A couple other ways to keep your dialog from being boring:

Readers don't need to hear the entire conversation, from "Hello" to "Goodbye." You can place your characters in a setting and tell us what they're talking about, then introduce just the vital dialog, even if it's just a single line or two.

And only use dialog tags ("he said") when necessary. Their purpose is to tell us who's speaking when it's not otherwise obvious. So, when there are only two characters, you need less of them; when more, you need more.


Listen to your dialogue.

What I mean by that is do whatever you need to in order to "hear" it. Read it out loud if you need to. I find that I have developed a lot of practice and I can actually "hear" it while typing. It's a matter of writing a lot.

Unlike anything else in your story, dialogue is not meant to be communicated silently as written words. That is, while it must be communicated that way, it is an imitation of sounds we make in order to communicate audibly. The very best thing you can do to make that seem more realistic is make it audible (or imagine it as sound if you can).

Listen to real conversations. Go the other way and visualize what you are hearing as written words with quotes around them. Pick out a random snatch of words from a conversation your mother in law is having with your wife on the back porch. Think about what that would look like on paper. Make your fictional dialogue imitate those sorts of patterns.

You will quickly realize that gaps, spaces, and silences communicate a whole lot in real speech. There are ways to indicate this on paper, like ellipses. In many cases, the thing that has the most impact in a bunch of dialogue is the pause, the silence, the hesitation in the middle of the words.

One of the most basic things I almost always do is tell the reader who is saying what only for the first couple lines of dialogue, then, if the conversation makes sense and the characters have a distinct enough "voice", it should be totally clear from context who is saying what. If your characters all sound the same, you have other problems. I'll usually go back and remind the reader who is saying what one more time after about 6 or so lines of dialogue, so I don't tax them too much. I don't want to make anything challenging, but I want to remove "Tommy Said" and "Said Mary" as much as I possibly can, because I think they look ugly on the page.

Listening is key to other aspects of your writing too. If you can mentally "listen" to the way your writing sounds, whether it is dialogue or not, it becomes much easier to write in a flowing, conversational way that will keep readers' attention. This helps all aspects of your style in general, so it is never a bad thing to read what you write out loud now and then.

I would also add that once you settle into a convention in a novel (like my first couple lines, then four to six lines, then another reminder use of character names in dialogue) don't mix it up, stay with a pattern that the reader has gotten used to. Try to stay consistent with how you are handling dialogue.

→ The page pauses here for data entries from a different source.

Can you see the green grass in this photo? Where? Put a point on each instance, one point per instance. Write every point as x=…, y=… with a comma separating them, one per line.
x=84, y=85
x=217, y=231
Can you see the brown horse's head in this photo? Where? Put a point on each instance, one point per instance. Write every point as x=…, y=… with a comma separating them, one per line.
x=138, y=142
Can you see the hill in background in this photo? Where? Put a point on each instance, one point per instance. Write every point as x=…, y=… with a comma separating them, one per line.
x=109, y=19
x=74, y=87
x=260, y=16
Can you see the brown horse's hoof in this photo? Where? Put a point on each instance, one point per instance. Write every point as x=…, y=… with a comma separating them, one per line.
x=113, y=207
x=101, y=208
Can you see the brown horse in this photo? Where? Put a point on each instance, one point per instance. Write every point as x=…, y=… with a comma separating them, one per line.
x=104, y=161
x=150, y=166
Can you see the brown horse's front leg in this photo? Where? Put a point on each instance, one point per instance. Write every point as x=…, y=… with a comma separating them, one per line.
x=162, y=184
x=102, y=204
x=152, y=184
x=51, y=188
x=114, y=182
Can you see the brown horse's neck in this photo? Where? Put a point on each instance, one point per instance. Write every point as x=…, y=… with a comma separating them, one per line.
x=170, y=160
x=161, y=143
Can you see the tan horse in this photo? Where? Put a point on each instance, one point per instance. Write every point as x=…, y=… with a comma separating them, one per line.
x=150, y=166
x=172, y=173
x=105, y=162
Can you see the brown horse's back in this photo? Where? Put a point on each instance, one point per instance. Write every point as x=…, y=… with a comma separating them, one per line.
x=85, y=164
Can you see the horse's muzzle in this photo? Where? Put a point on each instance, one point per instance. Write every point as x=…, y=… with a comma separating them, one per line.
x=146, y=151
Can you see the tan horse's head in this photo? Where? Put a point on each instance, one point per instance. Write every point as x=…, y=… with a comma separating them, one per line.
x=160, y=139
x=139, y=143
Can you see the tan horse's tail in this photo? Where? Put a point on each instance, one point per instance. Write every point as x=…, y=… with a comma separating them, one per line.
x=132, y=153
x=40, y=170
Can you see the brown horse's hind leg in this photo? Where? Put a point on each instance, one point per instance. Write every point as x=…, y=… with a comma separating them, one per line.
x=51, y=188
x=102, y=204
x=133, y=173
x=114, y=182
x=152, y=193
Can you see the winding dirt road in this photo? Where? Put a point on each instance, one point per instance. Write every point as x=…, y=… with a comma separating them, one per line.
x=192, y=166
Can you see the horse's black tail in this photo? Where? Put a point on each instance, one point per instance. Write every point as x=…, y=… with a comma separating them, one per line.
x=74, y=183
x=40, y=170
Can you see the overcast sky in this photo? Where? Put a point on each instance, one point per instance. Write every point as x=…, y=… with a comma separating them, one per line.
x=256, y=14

I personally find that the best dialogue is "sparse" in details other than what is being said. I don't mix too much action and dialogue, generally. I also don't think of that dialogue as everything that those particular characters ever said to one another during the time my story is covering. I think of it as excerpts, highlights, like the Cliff Notes and most interesting tidbits from all the dialogue that would have taken place between them. Surrounding the dialogue will be the context, the action, the explanation (when necessary). That way, when readers see those quotes, their "ears" perk up (so to speak) and they pay attention. You don't need to include every little thing your characters ever say to one another just like you don't need to include every little thing your protagonist does in his day.

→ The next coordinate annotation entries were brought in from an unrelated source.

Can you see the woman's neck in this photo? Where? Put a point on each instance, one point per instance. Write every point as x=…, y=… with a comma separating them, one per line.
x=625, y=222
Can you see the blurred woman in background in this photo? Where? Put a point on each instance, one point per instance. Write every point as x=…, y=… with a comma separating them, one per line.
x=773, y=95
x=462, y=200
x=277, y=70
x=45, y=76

I agree with some of these responders who say that you should think like the character you are voicing. Try to experience what he or she would say and how they would say it. I often think of my characters dialogue interactions like a scene in a movie. Another important thing is to only use necessary dialogue that either pushes the plot forward or is essential to showing the personality of the character. Too much unnecessary dialogue drags to story down.